Spatiotemporally controlled release of growth factors (GFs) is critical for regenerative processes such as angiogenesis. A common strategy is to encapsulate the GF within hydrogels, with release being controlled via diffusion and/or gel degradation (i.e., hydrolysis and/or proteolysis). However, simple encapsulation strategies do not provide spatial or temporal control of GF delivery, especially non-invasive, on-demand controlled release post implantation. We previously demonstrated that fibrin hydrogels, which are widely used in tissue engineering and GF delivery applications, can be doped with perfluorocarbon emulsion, thus yielding an acoustically responsive scaffold (ARS) that can be modulated with focused ultrasound, specifically via a mechanism termed acoustic droplet vaporization. This study investigates the impact of ARS and ultrasound properties on controlled release of a surrogate payload (i.e., fluorescently-labeled dextran) and fibrin degradation in vitro and in vivo.
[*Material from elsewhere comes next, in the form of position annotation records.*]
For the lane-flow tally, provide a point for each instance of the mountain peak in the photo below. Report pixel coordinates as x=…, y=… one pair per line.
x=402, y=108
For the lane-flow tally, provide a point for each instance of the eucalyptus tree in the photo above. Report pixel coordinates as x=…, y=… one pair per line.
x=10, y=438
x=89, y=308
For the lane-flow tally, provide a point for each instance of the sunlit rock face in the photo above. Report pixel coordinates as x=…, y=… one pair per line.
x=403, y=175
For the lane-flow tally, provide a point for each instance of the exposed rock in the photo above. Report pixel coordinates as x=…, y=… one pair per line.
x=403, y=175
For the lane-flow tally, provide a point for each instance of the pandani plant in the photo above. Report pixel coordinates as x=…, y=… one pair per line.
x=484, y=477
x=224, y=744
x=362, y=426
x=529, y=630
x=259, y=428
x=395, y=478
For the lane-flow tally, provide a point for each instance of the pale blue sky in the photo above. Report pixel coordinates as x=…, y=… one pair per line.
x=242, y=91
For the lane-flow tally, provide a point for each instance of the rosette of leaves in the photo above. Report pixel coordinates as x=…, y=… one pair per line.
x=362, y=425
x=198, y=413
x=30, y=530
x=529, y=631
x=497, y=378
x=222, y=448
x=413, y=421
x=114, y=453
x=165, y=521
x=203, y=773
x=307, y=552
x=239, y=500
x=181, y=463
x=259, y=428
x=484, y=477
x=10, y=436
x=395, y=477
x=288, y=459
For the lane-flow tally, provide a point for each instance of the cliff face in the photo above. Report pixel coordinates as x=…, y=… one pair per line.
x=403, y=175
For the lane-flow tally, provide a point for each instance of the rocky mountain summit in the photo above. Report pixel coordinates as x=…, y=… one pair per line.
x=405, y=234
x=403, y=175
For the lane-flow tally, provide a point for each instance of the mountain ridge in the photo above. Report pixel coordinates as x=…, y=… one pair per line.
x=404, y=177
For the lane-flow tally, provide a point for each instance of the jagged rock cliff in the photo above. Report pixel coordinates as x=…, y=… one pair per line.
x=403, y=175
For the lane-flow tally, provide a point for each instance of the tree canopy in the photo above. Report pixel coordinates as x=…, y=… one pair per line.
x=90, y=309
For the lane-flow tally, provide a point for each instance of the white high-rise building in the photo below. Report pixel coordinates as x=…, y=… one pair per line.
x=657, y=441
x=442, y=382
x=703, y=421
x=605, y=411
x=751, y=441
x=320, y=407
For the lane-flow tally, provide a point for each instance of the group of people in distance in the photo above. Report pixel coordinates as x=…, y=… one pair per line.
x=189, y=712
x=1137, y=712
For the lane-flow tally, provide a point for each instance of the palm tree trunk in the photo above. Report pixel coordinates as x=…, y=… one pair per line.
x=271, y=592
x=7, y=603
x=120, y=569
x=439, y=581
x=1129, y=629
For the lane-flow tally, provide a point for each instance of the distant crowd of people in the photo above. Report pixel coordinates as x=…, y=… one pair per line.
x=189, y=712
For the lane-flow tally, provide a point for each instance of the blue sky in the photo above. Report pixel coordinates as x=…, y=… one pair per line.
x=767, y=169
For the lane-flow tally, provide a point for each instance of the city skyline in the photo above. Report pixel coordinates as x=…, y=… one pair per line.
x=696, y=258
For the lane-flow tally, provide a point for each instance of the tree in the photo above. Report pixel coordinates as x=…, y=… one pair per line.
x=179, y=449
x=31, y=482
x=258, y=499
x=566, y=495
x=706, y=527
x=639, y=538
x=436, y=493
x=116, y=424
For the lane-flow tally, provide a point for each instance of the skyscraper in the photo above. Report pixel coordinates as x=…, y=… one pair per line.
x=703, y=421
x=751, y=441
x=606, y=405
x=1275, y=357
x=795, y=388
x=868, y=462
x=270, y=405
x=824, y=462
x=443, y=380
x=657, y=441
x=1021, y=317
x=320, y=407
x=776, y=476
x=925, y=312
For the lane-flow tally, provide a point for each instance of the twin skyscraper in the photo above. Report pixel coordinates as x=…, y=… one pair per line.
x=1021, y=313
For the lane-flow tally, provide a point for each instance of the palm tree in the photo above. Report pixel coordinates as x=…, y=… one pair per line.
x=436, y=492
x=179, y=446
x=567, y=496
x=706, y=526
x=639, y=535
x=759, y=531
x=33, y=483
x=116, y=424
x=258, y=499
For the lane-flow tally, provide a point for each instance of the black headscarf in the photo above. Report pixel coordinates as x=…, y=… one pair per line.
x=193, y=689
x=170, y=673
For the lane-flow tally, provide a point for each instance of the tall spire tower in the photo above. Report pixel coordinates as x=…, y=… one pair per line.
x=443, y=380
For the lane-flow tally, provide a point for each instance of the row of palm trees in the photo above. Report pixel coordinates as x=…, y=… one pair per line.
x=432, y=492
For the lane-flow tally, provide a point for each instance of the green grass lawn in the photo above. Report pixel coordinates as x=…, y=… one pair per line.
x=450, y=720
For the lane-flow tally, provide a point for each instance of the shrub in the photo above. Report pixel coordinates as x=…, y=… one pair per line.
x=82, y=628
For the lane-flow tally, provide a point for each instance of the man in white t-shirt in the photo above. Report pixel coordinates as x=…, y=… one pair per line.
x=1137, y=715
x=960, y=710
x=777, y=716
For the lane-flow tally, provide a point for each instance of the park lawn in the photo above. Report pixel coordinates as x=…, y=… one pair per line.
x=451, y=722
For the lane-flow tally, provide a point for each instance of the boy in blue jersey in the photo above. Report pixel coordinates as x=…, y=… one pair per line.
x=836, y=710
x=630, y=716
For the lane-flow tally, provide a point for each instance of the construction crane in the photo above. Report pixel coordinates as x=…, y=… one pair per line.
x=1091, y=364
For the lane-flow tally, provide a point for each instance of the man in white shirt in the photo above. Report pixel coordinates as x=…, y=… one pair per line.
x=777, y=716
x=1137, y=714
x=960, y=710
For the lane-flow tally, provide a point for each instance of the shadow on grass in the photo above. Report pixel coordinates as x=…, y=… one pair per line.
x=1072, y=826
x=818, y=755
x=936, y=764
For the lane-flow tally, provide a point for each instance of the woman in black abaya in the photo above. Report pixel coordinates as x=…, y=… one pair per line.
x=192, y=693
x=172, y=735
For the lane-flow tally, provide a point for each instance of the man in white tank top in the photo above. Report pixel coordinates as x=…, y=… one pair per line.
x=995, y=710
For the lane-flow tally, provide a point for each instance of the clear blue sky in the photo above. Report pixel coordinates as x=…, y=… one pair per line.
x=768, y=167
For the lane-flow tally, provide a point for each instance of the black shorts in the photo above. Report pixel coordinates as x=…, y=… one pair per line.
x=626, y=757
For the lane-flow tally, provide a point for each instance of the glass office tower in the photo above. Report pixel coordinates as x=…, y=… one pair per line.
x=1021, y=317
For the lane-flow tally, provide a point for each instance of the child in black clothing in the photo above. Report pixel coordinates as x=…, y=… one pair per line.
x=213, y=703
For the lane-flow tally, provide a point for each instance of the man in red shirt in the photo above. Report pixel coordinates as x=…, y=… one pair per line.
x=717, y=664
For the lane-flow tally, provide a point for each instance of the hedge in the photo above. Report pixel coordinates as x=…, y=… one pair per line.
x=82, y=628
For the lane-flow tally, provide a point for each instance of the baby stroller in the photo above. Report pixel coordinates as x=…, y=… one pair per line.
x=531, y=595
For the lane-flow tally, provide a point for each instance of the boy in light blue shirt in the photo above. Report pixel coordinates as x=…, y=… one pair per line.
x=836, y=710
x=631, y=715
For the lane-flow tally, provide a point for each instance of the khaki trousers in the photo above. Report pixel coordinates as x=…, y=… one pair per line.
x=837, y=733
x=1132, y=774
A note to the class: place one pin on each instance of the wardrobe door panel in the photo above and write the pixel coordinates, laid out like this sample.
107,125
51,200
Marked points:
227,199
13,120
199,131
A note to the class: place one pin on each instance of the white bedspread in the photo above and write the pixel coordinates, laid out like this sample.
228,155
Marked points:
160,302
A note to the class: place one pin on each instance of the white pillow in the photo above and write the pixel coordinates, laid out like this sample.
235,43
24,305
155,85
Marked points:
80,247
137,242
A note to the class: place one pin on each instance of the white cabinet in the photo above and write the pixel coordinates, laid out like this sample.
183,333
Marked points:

Ultrasound exposure (2.5 MHz, peak rarefactional pressure: 8 MPa, spatial peak time average intensity: 86.4 mW/cm²), generated up to 7.7 and 21.7-fold increases in dextran release from the ARSs in vitro and in vivo, respectively. Ultrasound also induced morphological changes in the ARS. Surprisingly, up to 2.9-fold greater blood vessel density was observed in ARSs compared to fibrin when implanted subcutaneously, even without delivery of pro-angiogenic GFs. The results demonstrate the potential utility of ARSs in generating controlled release for tissue regeneration.

Statement of Significance

Simple encapsulation of a molecular payload within a conventional hydrogel scaffold does not provide spatial or temporal control of payload release. Yet, spatiotemporally controlled release of bioactive payloads is critical for tissue regeneration, which often utilizes hydrogel scaffolds to facilitate processes such as angiogenesis. This work investigates the design and performance (both in vitro and in vivo) of hydrogel scaffolds where release of a fluorescent payload is non-invasively and spatiotemporally-controlled using focused ultrasound. We also quantitatively characterize the degradation and vascularization of the scaffolds. Our results may be of interest to groups working on controlled release strategies for implants, especially within the field of tissue engineering.